The band spent the remainder of the year in the studio, recording what would become Seventh Star. Warner Bros. refused to release the album as a Tony Iommi solo release, instead insisting on using the name Black Sabbath. Pressured by the band's manager, Don Arden, the two compromised and released the album as "Black Sabbath featuring Tony Iommi" in January 1986. "It opened up a whole can of worms really," Iommi explained, "because I think if we could have done it as a solo album, it would have been accepted a lot more." Seventh Star, which sounded little like a Black Sabbath album, incorporated more hard rock elements popularised by the 1980s Sunset Strip hard rock scene, and was panned by the critics of the era, although later reviewers such as AllMusic gave the album favourable reviews, calling the album "often misunderstood and underrated".

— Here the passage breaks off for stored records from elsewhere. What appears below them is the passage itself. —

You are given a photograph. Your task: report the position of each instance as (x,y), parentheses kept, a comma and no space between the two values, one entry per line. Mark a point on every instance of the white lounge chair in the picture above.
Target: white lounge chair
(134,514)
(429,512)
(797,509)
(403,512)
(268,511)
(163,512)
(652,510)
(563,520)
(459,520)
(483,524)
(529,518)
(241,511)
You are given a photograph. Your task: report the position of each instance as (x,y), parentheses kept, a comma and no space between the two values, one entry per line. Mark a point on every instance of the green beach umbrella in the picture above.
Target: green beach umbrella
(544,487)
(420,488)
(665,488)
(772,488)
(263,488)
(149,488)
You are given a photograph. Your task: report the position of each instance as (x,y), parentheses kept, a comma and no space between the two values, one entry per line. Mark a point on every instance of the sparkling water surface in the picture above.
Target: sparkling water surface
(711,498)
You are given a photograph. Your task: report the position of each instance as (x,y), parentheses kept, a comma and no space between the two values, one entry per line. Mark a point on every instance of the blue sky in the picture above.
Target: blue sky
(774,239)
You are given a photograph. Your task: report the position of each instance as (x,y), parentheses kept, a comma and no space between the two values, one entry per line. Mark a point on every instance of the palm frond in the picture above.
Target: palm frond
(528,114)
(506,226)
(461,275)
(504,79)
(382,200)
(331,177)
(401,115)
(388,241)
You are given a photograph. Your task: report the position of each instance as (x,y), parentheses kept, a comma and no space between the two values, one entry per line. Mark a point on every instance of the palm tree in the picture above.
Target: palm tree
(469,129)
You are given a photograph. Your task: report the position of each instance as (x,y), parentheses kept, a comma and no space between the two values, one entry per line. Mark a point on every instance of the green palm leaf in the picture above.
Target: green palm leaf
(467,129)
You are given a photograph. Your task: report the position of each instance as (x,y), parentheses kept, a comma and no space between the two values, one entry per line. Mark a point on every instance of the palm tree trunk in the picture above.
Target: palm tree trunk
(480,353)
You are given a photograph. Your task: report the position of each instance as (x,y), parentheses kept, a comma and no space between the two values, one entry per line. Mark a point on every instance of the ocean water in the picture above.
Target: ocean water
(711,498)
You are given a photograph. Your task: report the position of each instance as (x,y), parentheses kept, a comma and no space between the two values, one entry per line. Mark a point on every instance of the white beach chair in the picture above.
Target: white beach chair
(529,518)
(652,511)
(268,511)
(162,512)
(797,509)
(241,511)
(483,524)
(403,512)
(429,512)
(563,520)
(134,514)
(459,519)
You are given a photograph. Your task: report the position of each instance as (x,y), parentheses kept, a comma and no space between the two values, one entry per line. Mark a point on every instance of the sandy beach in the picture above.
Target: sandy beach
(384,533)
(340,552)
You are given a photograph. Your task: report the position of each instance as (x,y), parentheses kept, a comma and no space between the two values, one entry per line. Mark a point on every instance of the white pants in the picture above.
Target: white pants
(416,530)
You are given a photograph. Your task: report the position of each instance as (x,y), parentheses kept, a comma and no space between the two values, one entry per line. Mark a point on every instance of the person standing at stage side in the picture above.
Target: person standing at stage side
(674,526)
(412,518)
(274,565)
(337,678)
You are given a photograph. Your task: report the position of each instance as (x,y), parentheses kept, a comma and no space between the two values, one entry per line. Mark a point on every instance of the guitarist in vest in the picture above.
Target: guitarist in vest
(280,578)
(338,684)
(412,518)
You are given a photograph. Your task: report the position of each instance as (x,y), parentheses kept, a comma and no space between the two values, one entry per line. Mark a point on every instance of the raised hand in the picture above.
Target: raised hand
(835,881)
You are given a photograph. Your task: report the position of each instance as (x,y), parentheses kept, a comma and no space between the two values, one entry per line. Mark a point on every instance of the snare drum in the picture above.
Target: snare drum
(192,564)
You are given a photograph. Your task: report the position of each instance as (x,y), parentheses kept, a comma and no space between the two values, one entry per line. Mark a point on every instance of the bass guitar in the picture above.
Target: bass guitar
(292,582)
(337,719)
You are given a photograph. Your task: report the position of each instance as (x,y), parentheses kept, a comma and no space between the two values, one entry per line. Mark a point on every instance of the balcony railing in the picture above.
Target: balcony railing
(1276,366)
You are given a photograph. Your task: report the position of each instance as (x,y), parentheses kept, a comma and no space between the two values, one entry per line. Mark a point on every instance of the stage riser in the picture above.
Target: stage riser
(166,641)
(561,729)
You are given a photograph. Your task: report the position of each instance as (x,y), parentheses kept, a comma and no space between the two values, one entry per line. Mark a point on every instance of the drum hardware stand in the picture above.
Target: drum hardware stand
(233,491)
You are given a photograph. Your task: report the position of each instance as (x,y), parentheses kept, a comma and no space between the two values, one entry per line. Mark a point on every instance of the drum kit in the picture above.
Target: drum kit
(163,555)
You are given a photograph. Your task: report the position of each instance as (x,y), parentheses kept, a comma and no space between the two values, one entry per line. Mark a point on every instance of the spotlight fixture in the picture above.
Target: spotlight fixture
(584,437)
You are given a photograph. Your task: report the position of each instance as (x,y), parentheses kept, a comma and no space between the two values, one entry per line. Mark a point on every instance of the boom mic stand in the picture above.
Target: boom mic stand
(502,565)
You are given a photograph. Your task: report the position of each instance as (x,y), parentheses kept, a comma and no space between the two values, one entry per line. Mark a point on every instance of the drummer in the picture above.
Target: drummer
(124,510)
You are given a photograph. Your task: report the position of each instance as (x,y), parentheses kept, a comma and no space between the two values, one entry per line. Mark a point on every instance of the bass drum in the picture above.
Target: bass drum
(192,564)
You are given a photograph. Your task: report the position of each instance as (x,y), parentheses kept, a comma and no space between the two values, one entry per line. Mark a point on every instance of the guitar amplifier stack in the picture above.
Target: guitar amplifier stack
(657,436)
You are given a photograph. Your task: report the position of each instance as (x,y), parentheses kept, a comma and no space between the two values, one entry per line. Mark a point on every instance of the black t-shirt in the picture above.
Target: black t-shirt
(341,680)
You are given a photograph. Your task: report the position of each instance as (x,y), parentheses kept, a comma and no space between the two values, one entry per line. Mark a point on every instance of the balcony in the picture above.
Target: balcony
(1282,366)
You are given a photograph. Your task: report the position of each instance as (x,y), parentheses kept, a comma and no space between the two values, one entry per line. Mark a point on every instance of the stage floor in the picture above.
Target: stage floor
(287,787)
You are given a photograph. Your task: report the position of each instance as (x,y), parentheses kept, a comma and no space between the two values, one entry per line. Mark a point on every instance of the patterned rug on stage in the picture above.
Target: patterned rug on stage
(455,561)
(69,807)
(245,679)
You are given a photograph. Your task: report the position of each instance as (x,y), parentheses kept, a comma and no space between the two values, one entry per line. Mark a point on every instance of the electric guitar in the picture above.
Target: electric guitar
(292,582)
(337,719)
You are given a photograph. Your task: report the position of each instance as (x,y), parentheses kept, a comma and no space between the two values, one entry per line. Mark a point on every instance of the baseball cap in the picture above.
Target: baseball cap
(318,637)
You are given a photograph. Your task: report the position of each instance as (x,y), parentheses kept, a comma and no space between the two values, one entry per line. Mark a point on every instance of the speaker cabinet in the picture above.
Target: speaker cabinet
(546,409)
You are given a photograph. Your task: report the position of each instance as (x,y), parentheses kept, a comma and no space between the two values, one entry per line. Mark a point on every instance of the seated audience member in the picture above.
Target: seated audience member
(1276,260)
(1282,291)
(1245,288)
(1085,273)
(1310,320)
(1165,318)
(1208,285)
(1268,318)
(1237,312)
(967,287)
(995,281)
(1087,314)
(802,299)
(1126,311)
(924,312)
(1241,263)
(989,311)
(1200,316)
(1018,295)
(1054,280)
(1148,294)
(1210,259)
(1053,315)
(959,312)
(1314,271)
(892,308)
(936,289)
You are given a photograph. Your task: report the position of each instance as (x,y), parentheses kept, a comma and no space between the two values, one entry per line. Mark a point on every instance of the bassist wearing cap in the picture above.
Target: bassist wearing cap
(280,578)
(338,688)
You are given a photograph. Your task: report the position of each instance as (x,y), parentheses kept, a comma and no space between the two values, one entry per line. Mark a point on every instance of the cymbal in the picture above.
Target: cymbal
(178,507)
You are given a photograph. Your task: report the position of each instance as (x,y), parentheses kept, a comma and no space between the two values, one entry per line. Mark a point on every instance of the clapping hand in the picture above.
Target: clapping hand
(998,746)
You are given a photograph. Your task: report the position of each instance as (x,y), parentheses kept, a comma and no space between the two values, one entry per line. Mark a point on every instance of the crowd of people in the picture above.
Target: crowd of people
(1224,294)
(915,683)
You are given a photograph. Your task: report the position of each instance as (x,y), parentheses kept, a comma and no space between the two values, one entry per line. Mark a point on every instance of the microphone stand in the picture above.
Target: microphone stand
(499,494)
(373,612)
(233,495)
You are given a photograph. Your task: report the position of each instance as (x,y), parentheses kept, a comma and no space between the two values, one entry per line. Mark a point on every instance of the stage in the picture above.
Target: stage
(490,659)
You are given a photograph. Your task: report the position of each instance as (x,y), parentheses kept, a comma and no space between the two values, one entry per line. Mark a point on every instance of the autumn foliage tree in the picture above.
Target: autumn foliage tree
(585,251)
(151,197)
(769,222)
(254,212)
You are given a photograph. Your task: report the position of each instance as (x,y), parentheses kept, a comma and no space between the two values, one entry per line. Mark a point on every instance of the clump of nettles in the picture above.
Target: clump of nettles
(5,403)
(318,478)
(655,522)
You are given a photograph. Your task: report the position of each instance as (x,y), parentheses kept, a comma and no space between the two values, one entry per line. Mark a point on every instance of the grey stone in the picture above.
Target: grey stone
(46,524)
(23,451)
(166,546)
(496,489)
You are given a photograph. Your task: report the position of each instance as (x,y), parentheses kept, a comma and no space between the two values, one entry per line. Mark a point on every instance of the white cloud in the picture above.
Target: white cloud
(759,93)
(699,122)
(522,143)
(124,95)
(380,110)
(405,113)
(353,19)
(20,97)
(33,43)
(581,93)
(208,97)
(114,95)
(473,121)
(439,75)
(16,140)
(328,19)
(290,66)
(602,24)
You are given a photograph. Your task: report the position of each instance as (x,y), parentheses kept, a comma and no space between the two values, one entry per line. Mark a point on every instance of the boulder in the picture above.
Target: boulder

The new lineup rehearsed for six weeks, preparing for a full world tour, although the band were again forced to use the Black Sabbath name. "I was into the 'Tony Iommi project', but I wasn't into the Black Sabbath moniker," Hughes said. "The idea of being in Black Sabbath didn't appeal to me whatsoever. Glenn Hughes singing in Black Sabbath is like James Brown singing in Metallica. It wasn't gonna work". Just four days before the start of the tour, vocalist Glenn Hughes got into a bar fight with the band's production manager John Downing which splintered the singer's orbital bone. The injury interfered with Hughes' ability to sing, and the band brought in vocalist Ray Gillen to continue the tour with W.A.S.P. and Anthrax, although nearly half of the US dates would eventually be cancelled because of poor ticket sales.
One vocalist whose status is disputed, both inside and outside Black Sabbath, is Christian evangelist Jeff Fenholt. He has insisted that he was a singer in Black Sabbath between January and May 1985. Tony Iommi has never confirmed this, as he was working on a solo release that was later named as a Sabbath album. Fenholt gives a detailed account of his time with Iommi and Sabbath in Garry Sharpe-Young's book Sabbath Bloody Sabbath: The Battle for Black Sabbath.